Obamacare agency relies on manual back-ups as enrolment rises

WASHINGTON - As online enrolment accelerates for medical insurance under President Barack Obama's health law, the government is relying on manual back-up systems to correct computer errors that could leave some enrollees uninsured, the top US health official said on Wednesday.

Health and Human Services Secretary Kathleen Sebelius described the manual procedure as a temporary measure for software applications that have not yet been built, tested and incorporated into the massive system behind the HealthCare.gov website.

Still missing are an automated system for verifying that consumers who sign up for insurance through HealthCare.gov are actually enrolled with a carrier, and a separate computer function for paying billions of dollars in federal subsidies to insurers on behalf of lower-income policyholders. "There's a manual workaround for virtually everything that isn't fully automated yet," Sebelius said in hearing testimony before the House Energy and Commerce health subcommittee. "It just will be manual until the automation is fully complete and we've tested it and make sure it works. But in the meantime, the payment system will absolutely go forward."

The admission appeared to weigh on Sebelius' attempts to tout improvements in the website that was established under the 2010 Patient Protection and Affordable Care Act, commonly called Obamacare. The site provides access to new federal health insurance marketplaces in 36 states.

New data on Wednesday showed about 365,000 people signing up for private insurance nationwide in October and November, and 5 million visitors to the once-hobbled federal website during the first week of December.

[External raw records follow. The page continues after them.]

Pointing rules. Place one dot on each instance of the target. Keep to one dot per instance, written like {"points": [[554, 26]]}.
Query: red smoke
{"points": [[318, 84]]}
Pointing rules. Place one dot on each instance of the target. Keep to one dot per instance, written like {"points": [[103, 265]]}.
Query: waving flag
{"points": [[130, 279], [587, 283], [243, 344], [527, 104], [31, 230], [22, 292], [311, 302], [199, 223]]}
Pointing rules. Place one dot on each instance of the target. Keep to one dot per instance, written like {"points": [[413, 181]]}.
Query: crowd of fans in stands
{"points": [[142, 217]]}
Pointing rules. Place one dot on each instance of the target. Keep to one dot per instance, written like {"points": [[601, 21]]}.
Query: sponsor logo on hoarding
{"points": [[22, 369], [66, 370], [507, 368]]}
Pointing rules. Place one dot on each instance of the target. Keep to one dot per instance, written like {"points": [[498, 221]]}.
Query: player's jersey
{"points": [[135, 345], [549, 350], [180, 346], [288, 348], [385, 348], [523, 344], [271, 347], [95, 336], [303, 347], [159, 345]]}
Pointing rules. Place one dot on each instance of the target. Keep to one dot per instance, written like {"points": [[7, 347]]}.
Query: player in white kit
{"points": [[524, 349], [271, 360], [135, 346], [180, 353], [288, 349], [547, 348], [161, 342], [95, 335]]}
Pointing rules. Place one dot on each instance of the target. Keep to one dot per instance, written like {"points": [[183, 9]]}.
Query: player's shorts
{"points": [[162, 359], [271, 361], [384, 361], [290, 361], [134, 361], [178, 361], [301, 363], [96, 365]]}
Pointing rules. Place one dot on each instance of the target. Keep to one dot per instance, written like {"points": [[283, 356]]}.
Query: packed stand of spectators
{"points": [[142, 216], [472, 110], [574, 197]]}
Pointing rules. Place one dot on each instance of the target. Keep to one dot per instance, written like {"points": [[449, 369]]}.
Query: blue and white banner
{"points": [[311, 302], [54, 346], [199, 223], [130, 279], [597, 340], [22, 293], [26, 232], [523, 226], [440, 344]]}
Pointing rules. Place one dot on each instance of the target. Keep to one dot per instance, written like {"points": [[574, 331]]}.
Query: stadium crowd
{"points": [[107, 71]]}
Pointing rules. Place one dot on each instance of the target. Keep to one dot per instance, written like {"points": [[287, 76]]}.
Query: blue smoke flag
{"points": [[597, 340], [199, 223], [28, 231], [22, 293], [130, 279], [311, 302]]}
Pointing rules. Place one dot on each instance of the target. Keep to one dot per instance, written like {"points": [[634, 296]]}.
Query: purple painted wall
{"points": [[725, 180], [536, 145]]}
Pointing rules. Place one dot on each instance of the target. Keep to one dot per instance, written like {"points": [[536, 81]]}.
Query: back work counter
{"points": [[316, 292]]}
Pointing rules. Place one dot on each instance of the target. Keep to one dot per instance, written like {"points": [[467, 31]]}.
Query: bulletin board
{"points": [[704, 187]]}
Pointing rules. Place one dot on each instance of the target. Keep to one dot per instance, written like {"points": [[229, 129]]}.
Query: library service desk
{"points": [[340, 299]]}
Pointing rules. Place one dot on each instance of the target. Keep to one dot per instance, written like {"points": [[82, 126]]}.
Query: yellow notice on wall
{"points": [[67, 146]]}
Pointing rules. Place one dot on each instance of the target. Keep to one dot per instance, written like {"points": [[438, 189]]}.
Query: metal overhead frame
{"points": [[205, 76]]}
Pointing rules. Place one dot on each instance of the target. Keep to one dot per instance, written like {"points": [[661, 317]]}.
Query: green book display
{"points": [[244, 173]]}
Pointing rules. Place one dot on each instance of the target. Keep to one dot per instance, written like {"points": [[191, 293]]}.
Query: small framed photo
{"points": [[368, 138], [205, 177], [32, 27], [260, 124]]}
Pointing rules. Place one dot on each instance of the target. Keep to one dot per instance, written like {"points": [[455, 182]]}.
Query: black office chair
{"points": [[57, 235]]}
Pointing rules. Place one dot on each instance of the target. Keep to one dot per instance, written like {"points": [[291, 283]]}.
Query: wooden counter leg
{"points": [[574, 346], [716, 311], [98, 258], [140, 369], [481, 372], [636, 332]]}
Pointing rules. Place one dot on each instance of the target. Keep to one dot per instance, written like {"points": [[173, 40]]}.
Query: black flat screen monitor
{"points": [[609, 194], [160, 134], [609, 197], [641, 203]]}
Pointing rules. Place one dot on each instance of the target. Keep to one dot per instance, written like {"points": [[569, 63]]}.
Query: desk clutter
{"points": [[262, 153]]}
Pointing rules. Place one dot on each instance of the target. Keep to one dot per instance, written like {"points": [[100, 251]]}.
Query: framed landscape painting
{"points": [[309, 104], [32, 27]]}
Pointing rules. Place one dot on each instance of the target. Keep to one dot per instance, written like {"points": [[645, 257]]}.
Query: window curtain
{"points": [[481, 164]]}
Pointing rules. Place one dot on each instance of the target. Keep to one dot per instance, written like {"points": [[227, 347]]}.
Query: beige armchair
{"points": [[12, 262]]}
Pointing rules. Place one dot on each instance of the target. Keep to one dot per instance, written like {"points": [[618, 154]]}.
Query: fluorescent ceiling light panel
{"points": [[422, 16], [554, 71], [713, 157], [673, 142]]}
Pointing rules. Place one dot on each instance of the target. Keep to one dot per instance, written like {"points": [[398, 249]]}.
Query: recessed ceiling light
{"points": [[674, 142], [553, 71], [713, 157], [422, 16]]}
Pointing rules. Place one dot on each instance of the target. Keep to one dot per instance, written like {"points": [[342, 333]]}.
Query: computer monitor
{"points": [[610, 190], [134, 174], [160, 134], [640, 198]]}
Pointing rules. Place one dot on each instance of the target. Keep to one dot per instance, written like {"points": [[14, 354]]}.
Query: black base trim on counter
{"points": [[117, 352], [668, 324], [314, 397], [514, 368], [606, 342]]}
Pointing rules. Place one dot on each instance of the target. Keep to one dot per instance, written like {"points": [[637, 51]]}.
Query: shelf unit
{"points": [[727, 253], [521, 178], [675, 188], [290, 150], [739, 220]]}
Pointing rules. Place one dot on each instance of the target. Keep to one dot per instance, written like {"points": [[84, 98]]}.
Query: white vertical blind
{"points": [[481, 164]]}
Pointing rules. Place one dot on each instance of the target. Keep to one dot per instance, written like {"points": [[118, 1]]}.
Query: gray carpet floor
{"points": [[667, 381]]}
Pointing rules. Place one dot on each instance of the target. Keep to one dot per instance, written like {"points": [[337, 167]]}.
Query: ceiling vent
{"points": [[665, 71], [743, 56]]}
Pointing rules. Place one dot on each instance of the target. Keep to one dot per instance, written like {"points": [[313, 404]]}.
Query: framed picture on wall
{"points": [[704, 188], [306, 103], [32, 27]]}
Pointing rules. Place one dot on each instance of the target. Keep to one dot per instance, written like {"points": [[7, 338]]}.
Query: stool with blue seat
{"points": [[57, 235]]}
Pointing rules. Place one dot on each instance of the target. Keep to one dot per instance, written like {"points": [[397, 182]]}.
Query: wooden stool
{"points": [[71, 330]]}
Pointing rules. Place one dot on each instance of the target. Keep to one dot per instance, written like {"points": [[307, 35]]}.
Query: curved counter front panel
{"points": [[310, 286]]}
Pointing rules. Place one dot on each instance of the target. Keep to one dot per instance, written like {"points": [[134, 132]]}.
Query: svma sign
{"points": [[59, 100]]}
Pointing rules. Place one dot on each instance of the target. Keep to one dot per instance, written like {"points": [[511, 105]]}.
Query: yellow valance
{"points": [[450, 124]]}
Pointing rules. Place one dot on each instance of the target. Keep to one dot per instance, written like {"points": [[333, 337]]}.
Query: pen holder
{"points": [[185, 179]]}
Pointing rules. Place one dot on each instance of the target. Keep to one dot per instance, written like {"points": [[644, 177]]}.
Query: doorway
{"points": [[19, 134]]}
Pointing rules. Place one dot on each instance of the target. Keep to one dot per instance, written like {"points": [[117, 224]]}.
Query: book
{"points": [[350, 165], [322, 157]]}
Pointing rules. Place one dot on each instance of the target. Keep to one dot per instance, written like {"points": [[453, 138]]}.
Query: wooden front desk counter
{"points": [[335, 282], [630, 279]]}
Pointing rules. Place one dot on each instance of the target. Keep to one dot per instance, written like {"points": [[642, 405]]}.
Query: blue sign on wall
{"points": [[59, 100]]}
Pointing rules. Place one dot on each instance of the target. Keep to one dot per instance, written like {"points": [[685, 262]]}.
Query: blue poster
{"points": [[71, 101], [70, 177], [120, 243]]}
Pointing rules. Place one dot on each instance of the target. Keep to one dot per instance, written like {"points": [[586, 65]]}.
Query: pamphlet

Republicans questioned the veracity of the enrollment numbers. Representative John Shimkus of Illinois took issue because Sebelius could not say whether those who signed up through the marketplaces had secured their enrollment by paying their first month's premiums. "When Amazon.com records a book sold, they record a book sold based on someone who has paid for it, not what is in their shopping cart, not what is on their wish list," Shimkus said."So our concern is this 365,000 figure is fraudulent because it is not those who have purchased plans yet."